Thursday, March 01, 2007

Doc Savage vs. the neocons

Nostalgia Ventures is performing a great service in republishing the pulp magazine adventures of Doc Savage, the Man of Bronze, for the first time since Bantam launched its successful paperback reprint series back in the 1960s (with those fantastic James Bama covers). This time, the Lester Dent “novels” are being packaged two to an oversized volume, including the illustrations from the original magazines. I read a lot of these books when I was in grade school, and it’s terrific fun to revisit Doc Savage and his crew again.

Before this week, I’m not sure I’d ever read the two 1938 stories that make up Nostalgia Ventures’ first volume. Both tales — Fortress of Solitude and The Devil Genghis — feature John Sunlight, Doc’s greatest adversary and the only villain to appear twice in the Savage saga. Get a load of this final exchange between Doc and Sunlight in Genghis:

“...we have the same aims in life, you and I,” John Sunlight said.

Doc Savage looked incredulous.

“The same aims, you and I!” John Sunlight repeated. “You strive to right wrongs. And I — I am trying to right the greatest wrong of all.”

John Sunlight paused for emphasis.

“The wrong I am going to right,” he said impressively, “is the fact that mankind lives under different flags and speaks different languages.”

His voice became louder, acquired a kind of burning fervor. There was fanaticism in the voice.

“I am going to conquer the world,” John Sunlight said.

He threw up his jaw.

“Then I shall disarm all of mankind,” he announced. “I shall take every rifle, revolver, cannon and machine gun, and I shall make it a death penalty to own a firearm. Mankind has advanced far enough that it does not need firearms.”

John Sunlight lifted both arms dramatically.

“Next, I shall make every person in the world learn to speak English,” he shouted. “English shall become the common language of all mankind.”

He shook his fists.

“I shall wipe out every state and national boundary. I shall make all mankind of one nation, one language, and without arms.”

He paused, lowered his arms and smiled.

“There will be no more wars,” he said, “because there will be nothing left to cause wars.” ...

“A dream,” Doc Savage said suddenly, “that many men have had.”

“Eh?” John Sunlight scowled.

“It will not work.”

John Sunlight drew himself erect. “You are mistaken. With these weapons which I took from your Fortress of Solitude, I can conquer, beyond a doubt. With your help, I cannot fail. You will help me. ...”

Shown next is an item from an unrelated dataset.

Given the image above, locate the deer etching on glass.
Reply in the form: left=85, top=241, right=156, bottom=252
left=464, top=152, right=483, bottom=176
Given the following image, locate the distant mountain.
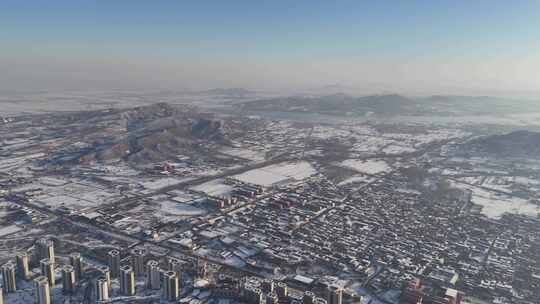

Doc Savage shook his head slowly.

“Your plan,” he said, “is unworkable. Millions would die, and violence is not the way to accomplish anything lasting. Look, for example, at the World War. Did it settle anything? No. The nations fought until they were exhausted, then were quiet only while they rested. Now they are getting their strength back — and the same hatreds.”

“You won’t help the world?”

“Only as much as it can be aided by eliminating John Sunlight,” Doc Savage said grimly.

John Sunlight is, I think, a pretty good fictional portrayal of what Isabel Paterson would have called the “humanitarian with a guillotine.” Or what we today would call a neocon. (To be honest, Doc Savage suffered quite a messiah complex himself. But hell, he was the Good Guy!)


At 10:05 AM, Anonymous tom novak said...

Whaaaaaat????????? There were no neocons in 1938.

Anyway, All hail Street and Smith!! My bantam paperback copy of The Devil Genghis from 1974 (just prior to the George Pal Doc movie) is author credited to Kenneth Robeson. I guess that was the generic copyright name for all the authors in Doc Savage Magazine when they were republished. I'm not really sure though.

At 10:20 AM, Anonymous B.W. said...

There were about a half-dozen other "Kenneth Robesons" over the years, but the vast majority of the stories were written by Lester Dent. Once he devised the formula he was an almost unstoppable writing machine!

At 3:55 AM, Anonymous Anonymous said...

I read some of the novels in middle school, but I missed this one, not surprising since there were only about 170 of them.

I think I'll pick up a copy of this one. Even if Dent was mostly a pulp SF writer, it sure looks, from this except, that he was far ahead of his time.

Bob Wallace

At 11:46 AM, Anonymous Dan Petitpas said...

Dent was indeed the greatest of the Pulp writers. Because of his style, his material is still enjoyable today.

At the time, Walter Gibson, who wrote The Shadow pulps as Maxwell Grant, may have been considered the greatest, but his prose is difficult to slog through today and his stories are dated.